La prudence, la retenue et l'équilibre prônés par Stephen Harper ne sont pas pour autant des vertus déplacées dans les circonstances. Avant le remède de cheval, il faut se demander si les outils à notre disposition sont suffisants pour passer à travers la crise ou, comme il a été décidé, il faut renforcer ceux que nous avons déjà. Il y a urgence et aucune économie n'est isolée du reste de la planète. Un remède de cheval ? Peut-être, car c'est un cheval qui est malade.
De la rencontre de Washington, il ressort qu'il reste énormément de travail à accomplir et que l'urgence de la situation est subordonnée au passage des pouvoirs de Bush à Obama. C'est pourquoi on en est resté au niveau des grands principes plutôt que de se mettre de l'avant des solutions concrètes qui risquent de se heurter aux priorités du nouveau locataire de la Maison-Blanche. Déjà plusieurs interventions musclées et fort coûteuses ont permis de ralentir l'imminence de la catastrophe surtout aux États-Unis, en Grande-Bretagne et en Europe continentale. Cela n'endiguera pas la récession qui frappe déjà la plupart des grandes économies et qui n'épargnera pas le Canada. Il faut cependant s'assurer que par manque de coordination, de solidarité ou de vision, on ne transforme cette énorme vague en un tsunami destructeur.
Il importe également d'adopter des «stimuli concertés» pour reprendre l'expression de Stephen Harper pour éviter que de solutions locales ne s'entrechoquent et provoquent des effets pervers. Il importe aussi que les pays fassent le ménage dans leur propre cours pour éviter que l'indiscipline des uns, comme ce fut le cas aux États-Unis, n'entraîne tous les autres dans la tourmente.
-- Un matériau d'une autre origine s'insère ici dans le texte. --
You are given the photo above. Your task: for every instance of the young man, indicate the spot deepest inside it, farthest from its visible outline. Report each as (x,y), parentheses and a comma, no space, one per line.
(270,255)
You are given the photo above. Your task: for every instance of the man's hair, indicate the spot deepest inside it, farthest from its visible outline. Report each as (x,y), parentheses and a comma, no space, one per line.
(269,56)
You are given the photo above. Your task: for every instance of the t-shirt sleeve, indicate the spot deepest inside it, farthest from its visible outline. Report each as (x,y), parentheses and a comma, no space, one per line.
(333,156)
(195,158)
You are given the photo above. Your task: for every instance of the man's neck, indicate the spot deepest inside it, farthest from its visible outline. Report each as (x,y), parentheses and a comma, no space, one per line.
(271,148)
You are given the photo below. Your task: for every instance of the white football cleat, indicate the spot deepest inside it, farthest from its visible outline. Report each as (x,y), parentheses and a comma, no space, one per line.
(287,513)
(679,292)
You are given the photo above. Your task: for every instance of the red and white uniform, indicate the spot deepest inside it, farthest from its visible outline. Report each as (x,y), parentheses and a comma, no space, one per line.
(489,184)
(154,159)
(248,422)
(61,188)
Ce qui compte, ce n'est pas tant ce qui a résulté de la «première rencontre à Washington» que le fait qu'on se soit tous convaincus ensemble de l'urgence et de l'importance d'agir. On s'est entendu sur des réformes majeures. Des grandes décisions de Washington, il faut noter en particulier la nécessité d'améliorer la transparence des marchés financiers, éviter que les banques et les institutions financières ne prennent des risques excessifs et se pencher sur les règles qui régissent la fraude et la manipulation des marchés. Il faut en finir une fois pour toutes avec ces paradis fiscaux ou «juridictions non coopératives» dont la complaisance sur les activités financières illégales est l'un des facteurs non négligeables de la crise actuelle.
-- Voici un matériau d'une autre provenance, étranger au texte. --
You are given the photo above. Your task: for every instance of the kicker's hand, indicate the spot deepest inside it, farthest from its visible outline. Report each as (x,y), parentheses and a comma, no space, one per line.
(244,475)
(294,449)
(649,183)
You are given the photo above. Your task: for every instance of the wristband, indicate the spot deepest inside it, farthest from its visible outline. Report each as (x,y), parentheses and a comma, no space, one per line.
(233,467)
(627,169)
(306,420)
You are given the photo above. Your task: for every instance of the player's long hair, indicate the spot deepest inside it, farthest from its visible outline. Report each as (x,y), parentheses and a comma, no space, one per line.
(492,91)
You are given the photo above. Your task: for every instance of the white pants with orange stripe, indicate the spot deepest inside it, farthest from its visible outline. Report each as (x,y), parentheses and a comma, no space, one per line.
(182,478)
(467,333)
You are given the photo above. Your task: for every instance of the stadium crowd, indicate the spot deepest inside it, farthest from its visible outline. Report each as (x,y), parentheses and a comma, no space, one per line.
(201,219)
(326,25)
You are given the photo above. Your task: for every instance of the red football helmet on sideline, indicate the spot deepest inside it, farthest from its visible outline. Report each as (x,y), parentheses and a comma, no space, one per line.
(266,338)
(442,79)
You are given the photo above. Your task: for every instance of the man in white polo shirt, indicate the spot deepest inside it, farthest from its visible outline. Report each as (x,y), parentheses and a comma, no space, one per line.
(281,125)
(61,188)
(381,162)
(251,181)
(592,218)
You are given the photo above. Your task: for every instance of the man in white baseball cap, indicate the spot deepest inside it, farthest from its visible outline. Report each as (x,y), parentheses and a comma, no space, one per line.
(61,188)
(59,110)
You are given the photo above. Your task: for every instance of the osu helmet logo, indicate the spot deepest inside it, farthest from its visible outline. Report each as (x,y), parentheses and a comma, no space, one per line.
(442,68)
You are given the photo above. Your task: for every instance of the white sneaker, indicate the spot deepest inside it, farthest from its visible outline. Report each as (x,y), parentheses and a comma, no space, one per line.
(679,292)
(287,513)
En outre, on veut renforcer les régimes de réglementation financière des États. Ici, au Canada cela provoquera sans doute une autre prise de bec en Ottawa et Québec sur l'instauration d'une seule autorité des marchés financiers au pays. En période électorale, il est hautement improbable que la ministre québécoise des Finances Monique Jérôme-Forget ne lâche du lest sur cet enjeu fédéral-provincial.
Enfin, la rencontre a fait débloquer en 2008 la ronde de Doha sur un accord général de libre-échange. Il est étonnant qu'il fallu une crise de cette ampleur pour faire avancer un dossier qui piétinait dans une mer de mauvaise volonté.